A few Summers ago, I whipped up a party-size batch of Watermelon Sangria. It was a hit and, really, just plain made my croquet game even better!
Some may think that melons have a hard time growing in our rainy climate, but thanks to irrigation in the drier and hotter environment of eastern Washington and Oregon — they are quite prolific. Hermiston, Oregon is especially well known for its watermelon crops. These famous melons are juicy and sweet!
With their crisp, cool, and refreshing qualities, melons evoke the essence of the summer season. We enjoy them in a multitude of ways, from simple chilled watermelon wedges with a sprinkling of chili lime salt – to colorful melon-ball skewers of honeydew and cantaloupe intertwined with thinly sliced prosciutto for utensil-free outdoor app-ing!
And if you want to try something new in the cocktail category, try shaking up my “Smitten” cocktail – tequila, fresh watermelon chunks, tart lime juice, a little simple syrup, a few sprigs of fresh cilantro and a dash of hot sauce – it’s different and d’lish! I’ve included a link to the video too.
So be sure to enjoy them while you can; there’s nothing like summer’s fresh melons to cool you off on a hot day!
It’s what you’ll be after drinking this drink! It’s like fire and ice in a glass. But use the hot sauce with slight hand.. it should enhance – not overpower. Shake in a few sprigs of cilantro for a little herbalicious’ness.
Makes 1 drink
1/3 cup fresh ripe watermelon (large 1” cubes)
2 oz. Sauza Blue tequila
3/4 oz. agave nectar
3/4 oz. fresh lime juice
2 dashes Tabasco or your favorite hot sauce
Garnish: half rim DIY Citrus Salt (recipe follows)

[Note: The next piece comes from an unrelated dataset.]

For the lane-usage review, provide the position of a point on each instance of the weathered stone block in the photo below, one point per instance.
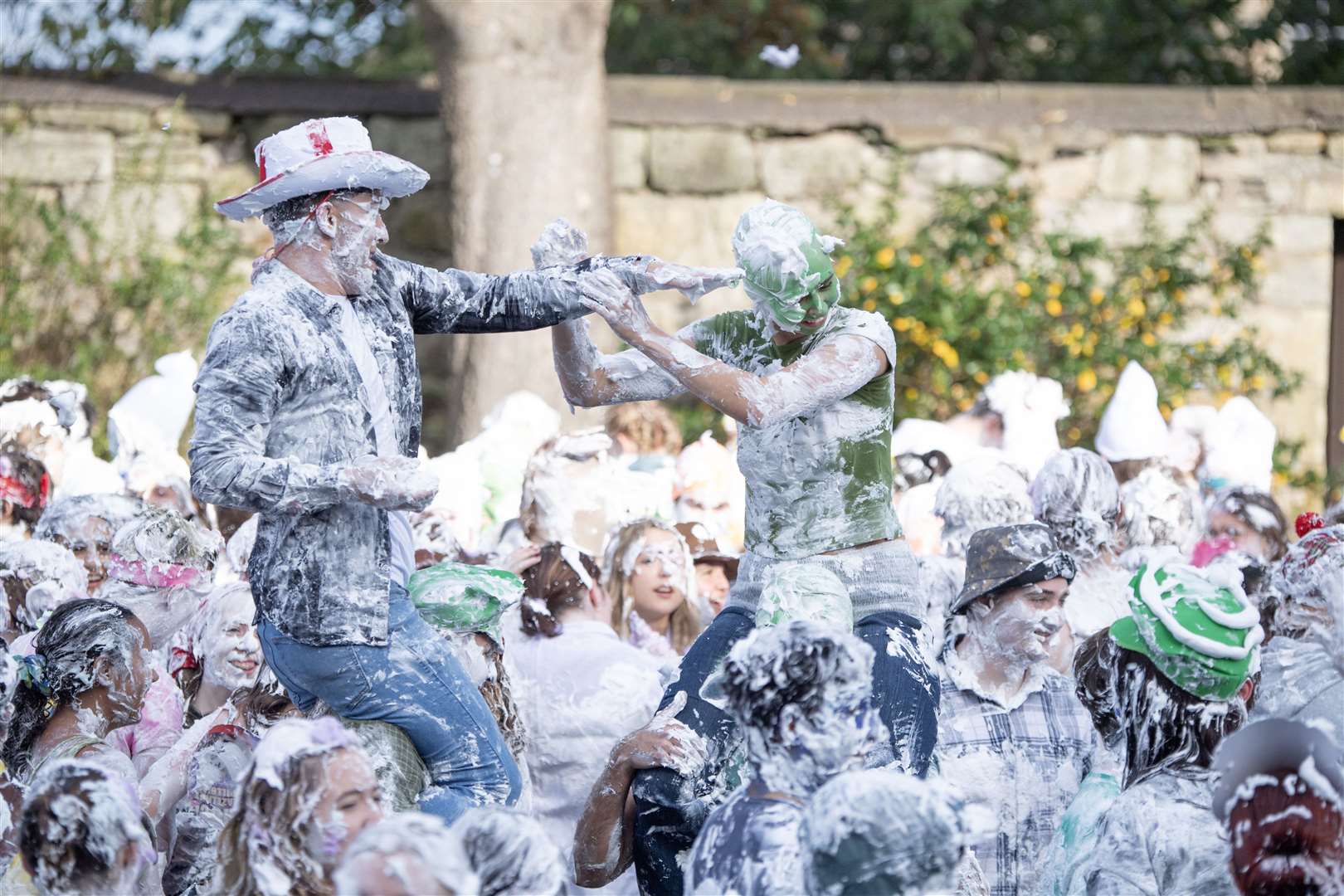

Muddle watermelon in a mixing glass, being sure to press the melon well to release the juices. Measure in tequila, agave, and lime juice. Shake in hot sauce – do not over do it! Fill with ice. Cap and shake vigorously. Strain into a martini glass with a partial Citrus Salt rim.
DIY Citrus Salt
I like to make this with coarse Fleur de Sel, but you can make the entire recipe with kosher salt too. Makes about 2 cups.
zest of 2 lemons
zest of 1 large orange
1 1/2 cups kosher salt or Fleur De Sel
1/2 cup kosher salt
1 cup granulated sugar
With a potato peeler, peel the lemon and orange, removing the colored part of the skin but not the white pith. Cut the peels in very fine strips, then mince (Reserve fruit for another use). In a large, shallow, glass baking pan, mix citrus zest and salt together and leave uncovered in a warm dry place in the kitchen. Stir a couple of times a day. Let sit at room temperature until the citrus peels are thoroughly dried—this should take about 3 to 5 days.
Once zest is dried in the salt, process in a blender until the citrus is just incorporated. Add the remaining salt and sugar and process again – pulsing a few times. Store in a dry, tightly covered container at room temperature.